Don’t let the Cork & Pig name scare you

Cork & Pig salad
Cork & Pig salad

A new Felipe Armenta restaurant is happy news for vegetarian dining. That’s what we’ve learned from Fort Worth’s The Tavern, Pacific Table and Press Cafe — all places where vegetarianism is hardly the main point but where the meatless dishes are much more than afterthoughts.

I wasn’t too sure about Armenta’s latest, though. His new West 7th restaurant has a meaty name: Cork & Pig Tavern. And it’s an import from Odessa and San Angelo — no slight intended to those West Texas towns, but I have family roots in Odessa and it’s no one’s idea of a vegetarian paradise.

A first glance at the online menu made me think “uh-oh.” Right up top, all five salads list meat or seafood. So do all six appetizers except guacamole. The brawny entrees, cooked on a wood-fired grill, run to ribs, chops, rotisserie chicken and seafood, and the sandwich list is all meat, too.

Fortunately, down at the bottom, there’s pizza. Turns out Cork & Pig is also a good pizza restaurant, with a brick oven and a flair with ambitious toppings. Fully half of the choices are meatless.

So far I’ve tried two. The “So. Cal” ($14) — which gets baked with mozzarella, manchego and tomatoes then scattered with fresh avocado slices and basil — is a good summer pie.

The Napa Valley ($14) — with wild mushrooms, Kalamata olives, mozzarella, garlic and not too much kale — was even better, with a deep umami flavor. Friends have raved about the third option, the Black Truffle ($15, with roasted mushrooms, fresh thyme, mozzarella and fontina), which sounds similarly intense.

At the moment, the salad menu is a little less meaty than the online menu suggests. In person, we found a choice of four salads, one of them meat-free. It was a composed salad ($7) of greens in a champagne vinaigrette with apricots, toasted pumpkin seeds and generous slices of manchego.

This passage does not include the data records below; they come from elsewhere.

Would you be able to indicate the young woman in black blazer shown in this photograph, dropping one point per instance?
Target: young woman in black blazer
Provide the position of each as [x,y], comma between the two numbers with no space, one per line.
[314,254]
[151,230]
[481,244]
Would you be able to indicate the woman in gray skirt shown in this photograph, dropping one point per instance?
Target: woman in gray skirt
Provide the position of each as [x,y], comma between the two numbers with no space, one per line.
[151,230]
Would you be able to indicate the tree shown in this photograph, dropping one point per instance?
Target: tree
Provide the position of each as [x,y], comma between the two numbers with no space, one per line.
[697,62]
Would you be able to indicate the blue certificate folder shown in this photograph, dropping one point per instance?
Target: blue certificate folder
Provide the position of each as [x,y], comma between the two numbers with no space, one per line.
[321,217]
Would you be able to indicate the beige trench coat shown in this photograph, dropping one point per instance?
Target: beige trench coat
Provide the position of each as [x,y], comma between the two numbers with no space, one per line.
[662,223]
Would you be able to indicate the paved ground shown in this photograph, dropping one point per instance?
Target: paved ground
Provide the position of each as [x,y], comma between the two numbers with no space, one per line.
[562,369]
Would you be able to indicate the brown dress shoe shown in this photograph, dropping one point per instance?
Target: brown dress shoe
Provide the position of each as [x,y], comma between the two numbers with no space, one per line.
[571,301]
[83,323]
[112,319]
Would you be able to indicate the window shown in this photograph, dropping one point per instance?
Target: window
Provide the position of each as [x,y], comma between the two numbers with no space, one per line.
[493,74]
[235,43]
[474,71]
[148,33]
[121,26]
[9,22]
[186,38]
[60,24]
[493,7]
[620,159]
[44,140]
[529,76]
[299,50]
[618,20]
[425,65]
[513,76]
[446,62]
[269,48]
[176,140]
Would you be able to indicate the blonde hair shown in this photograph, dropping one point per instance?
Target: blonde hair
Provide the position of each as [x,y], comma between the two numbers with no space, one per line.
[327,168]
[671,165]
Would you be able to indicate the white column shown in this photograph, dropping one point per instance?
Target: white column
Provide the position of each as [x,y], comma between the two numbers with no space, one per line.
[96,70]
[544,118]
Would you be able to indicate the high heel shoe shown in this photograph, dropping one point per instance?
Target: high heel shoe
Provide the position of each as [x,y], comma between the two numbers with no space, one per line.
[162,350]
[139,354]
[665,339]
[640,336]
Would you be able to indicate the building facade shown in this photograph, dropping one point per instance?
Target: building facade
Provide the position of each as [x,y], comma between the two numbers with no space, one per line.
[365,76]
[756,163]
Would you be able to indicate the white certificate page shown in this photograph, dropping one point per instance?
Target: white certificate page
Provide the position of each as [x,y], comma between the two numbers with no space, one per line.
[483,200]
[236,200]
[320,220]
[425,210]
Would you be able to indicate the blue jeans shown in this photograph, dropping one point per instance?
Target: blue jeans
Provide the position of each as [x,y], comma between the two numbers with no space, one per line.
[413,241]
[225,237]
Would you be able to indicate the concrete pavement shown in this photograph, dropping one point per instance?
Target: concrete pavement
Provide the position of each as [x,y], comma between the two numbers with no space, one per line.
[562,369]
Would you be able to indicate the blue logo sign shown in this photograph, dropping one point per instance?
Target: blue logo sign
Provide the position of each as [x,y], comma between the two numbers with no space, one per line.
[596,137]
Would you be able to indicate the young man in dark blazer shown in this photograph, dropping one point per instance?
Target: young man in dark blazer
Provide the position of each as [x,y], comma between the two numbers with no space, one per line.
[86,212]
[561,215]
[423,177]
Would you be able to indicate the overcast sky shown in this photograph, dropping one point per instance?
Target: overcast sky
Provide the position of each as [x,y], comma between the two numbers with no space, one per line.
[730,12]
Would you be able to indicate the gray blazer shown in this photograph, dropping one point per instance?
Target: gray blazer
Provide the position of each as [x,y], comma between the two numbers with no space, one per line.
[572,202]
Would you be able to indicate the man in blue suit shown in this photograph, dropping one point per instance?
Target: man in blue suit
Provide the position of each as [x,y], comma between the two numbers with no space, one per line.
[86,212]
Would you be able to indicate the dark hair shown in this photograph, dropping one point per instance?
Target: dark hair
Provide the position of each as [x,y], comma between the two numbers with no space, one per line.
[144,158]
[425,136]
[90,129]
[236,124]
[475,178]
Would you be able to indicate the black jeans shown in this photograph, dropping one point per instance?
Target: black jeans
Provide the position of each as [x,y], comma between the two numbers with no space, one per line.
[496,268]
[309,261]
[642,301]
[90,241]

Cork & Pig Tavern, 2869 Crockett St., Fort Worth, in the former American F&B space. 817-759-9280; www.corkandpig.com

Changes at Max’s

I also checked in at nearby Max’s Wine Dive, whose new executive chef, Victor Villarreal, has worked at Sera Dining & Wine, Grace, Clay Pigeon and the Mansion on Turtle Creek. Though Max’s is a small chain with locations in four other Texas cities, it allows local chefs a lot of latitude to add items to the classic Max’s fare like fried chicken and burgers.

Villarreal says he’s developing new dishes to make the menu less one-note. (There’s a lot of deep-fried goodness at Max’s, some of it vegetarian like the excellent pimento cheese tater tots and the fried artichokes. But yes, it’s a bit one-note.)

If two off-menu specials he’s making right now are indicative of the direction he’s going, I’m going to be a big fan.

A plate of shishito peppers is a common-enough appetizer around here, but Villarreal is topping his with a sweet hibiscus gastrique, plus ricotta, hazelnuts and fleur de sel.

And a dish of burrata cheese with toasted bread includes heirloom tomatoes, shaved red onion, micro celery and a prickly pear champagne vinaigrette.

Max’s has plenty of other meatless dishes, such as a fried egg sandwich, the luxurious MAX ’n’ cheese, and chilaquiles and a roasted relleno at brunch. Give it big points, too, for serving that brunch Saturday, Sunday and Monday.

Max’s Wine Dive, 2421 W. Seventh St., Suite 109, Fort Worth; 817-870-1100; www.maxswinedive.com.